PostPosted: Wed Oct 24, 2007 8:30 am
by Ark
The size limit is more like 32767x32767 pixels, but when loaded, that image will use far more than 40MB. You could easily be running out of RAM trying to render a full-size warp at 11629x8064.

PostPosted: Wed Oct 24, 2007 8:44 am
by rharijaona
What solution do you suggest?
Or is it do to the trial version?

PostPosted: Wed Oct 24, 2007 8:55 am
by Ark
I would suggest to use a smaller picture or get more RAM. Morpheus does not load partial images or re-load images from disk as you work, it loads entire images into RAM at once and keeps them there. You may need 2-3GB of RAM to factor in other running programs and OS overhead.

PostPosted: Fri Oct 26, 2007 5:48 am
by rharijaona
OK. It's work with more RAM. But I have another problem.
Why does my final photo became too big (x4.1666 than his origin size) when I warp it? Strangely, it keep the same pixel number but not the tall.

number of frames =2

width =11629 height=8064 (in start and in end)
quality=100
file type in end= .jpeg

Sincerely,

Harijaona

PostPosted: Fri Oct 26, 2007 8:52 am
by Ark
The size of the output picture would be whatever you set in the timeline options window.

PostPosted: Sat Oct 27, 2007 6:32 am
by rharijaona
I think you don't inderstand what i try to explain.
I have exactly the same number of pixels (in start and in end). But the tall of each pixel is not the same.
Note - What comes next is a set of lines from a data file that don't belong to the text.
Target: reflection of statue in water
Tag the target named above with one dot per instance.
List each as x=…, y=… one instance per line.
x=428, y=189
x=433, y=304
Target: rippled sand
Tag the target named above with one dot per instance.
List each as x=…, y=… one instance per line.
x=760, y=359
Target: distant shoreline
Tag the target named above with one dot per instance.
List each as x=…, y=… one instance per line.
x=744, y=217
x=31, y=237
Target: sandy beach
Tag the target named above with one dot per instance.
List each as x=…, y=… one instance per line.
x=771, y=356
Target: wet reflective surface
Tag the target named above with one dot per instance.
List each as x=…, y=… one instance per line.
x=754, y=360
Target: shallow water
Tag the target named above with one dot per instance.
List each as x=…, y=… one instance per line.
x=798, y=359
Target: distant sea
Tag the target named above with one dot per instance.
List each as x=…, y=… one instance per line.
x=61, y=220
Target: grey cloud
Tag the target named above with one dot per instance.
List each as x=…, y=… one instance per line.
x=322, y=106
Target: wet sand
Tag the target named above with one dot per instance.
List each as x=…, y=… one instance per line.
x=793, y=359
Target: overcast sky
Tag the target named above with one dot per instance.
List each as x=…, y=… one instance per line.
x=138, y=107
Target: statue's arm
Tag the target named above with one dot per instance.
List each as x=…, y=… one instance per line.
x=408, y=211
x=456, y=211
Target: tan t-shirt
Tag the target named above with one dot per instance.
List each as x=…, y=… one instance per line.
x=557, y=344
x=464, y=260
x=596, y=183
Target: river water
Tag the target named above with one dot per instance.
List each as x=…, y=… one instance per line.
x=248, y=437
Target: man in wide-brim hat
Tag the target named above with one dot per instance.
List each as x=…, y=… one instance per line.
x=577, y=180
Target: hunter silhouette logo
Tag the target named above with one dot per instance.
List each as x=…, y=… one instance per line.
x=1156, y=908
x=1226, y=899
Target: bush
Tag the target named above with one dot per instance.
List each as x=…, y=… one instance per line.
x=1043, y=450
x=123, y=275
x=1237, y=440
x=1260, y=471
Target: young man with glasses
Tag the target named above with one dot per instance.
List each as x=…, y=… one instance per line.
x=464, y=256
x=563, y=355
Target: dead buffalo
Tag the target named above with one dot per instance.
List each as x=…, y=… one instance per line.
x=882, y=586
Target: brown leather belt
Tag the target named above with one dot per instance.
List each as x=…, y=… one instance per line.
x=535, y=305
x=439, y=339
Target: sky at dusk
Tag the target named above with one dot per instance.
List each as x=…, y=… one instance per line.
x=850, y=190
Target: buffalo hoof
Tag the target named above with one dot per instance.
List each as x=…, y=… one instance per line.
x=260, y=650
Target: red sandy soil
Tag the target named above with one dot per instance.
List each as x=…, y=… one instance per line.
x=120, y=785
End's pixels are 4x taller that the origin.
Is it normal or have I forget to do something?

Harijaona

PostPosted: Sat Oct 27, 2007 9:42 am
by Ark
Pixels don't have a size in and of themselves, they are just pixels.
Morpheus uses the images you load exactly as they are, whatever dimensions the picture files are, they will be in the program. The output of the program is whatever you set in the Timeline Options window. If things are stretched or don't look like you want, adjust the options accordingly.

PostPosted: Sun Oct 28, 2007 12:24 am
by rharijaona
Yes but what options? I have tried everything
All of them are above.
my original photo is 820mmx620mm but in end it became more than 3000mmx2500mm

PostPosted: Sun Oct 28, 2007 8:36 am
by Ark
mm is not a size of pictures that Morpheus knows about. The pictures are measured in pixels, and you can set the number of pixels for the output in the timeline options window. mm can be calculated if an image stores a DPI setting, but Morpheus does not read nor care about DPI, and any DPI setting output in any resulting image or animation would simply be the default DPI setting.

PostPosted: Tue Oct 30, 2007 9:28 am
by rharijaona
Are you sure?
I have tested one picture in origin by photoshop. The dpi is 300 per inch with 9000x7000 pixels. The size in mm is 820x620 (10MB)
After rendering with 100% quality, my picture became 72 pixels per inch (9000x70000). The size in mm is near by 3000x2500 (30MB).
:?
Please verify and tell me which option can keep that you says ("but Morpheus does not read nor care about DPI, and any DPI setting output in any resulting image or animation would simply be the default DPI setting")

PostPosted: Tue Oct 30, 2007 9:39 am
by Ark
Morpheus does not care or know about DPI in any way, so I assume from what you said, the "default" DPI setting is 72, either inserted into the files by some of the libraries Morpheus may be calling, or just assumed by the program you loaded the image into if no DPI setting was in the file. Either way, it makes perfect sense, for the DPI setting to get changed between input and output, because Morpheus does not read or write that setting.

The number of pixels should stay the same (9,000 by 7,000) and there is no way you can type more than 32,767 into the box in Timeline Options, so 70,000 would be impossible.

PostPosted: Tue Oct 30, 2007 9:54 am
by rharijaona
I made a mistake: 7,000 but not 70,000

PostPosted: Tue Oct 30, 2007 10:10 am
by Ark
So all you need to do is edit the DPI setting in whatever file you are rendering to. Morpheus will write it as missing or 72, whichever, then if you just tell the program you are using the image in that you want to interpret the 9000x7000 pixels as if they were 300 dpi instead of 72 dpi, then the size in inches or mm would match what you expect. Either way, the number of pixels and the apparent quality of the image is the same, since that is really all that matters. DPI is just a way to tell software how to scale an image for printing, it means almost nothing on a monitor or webpage, etc.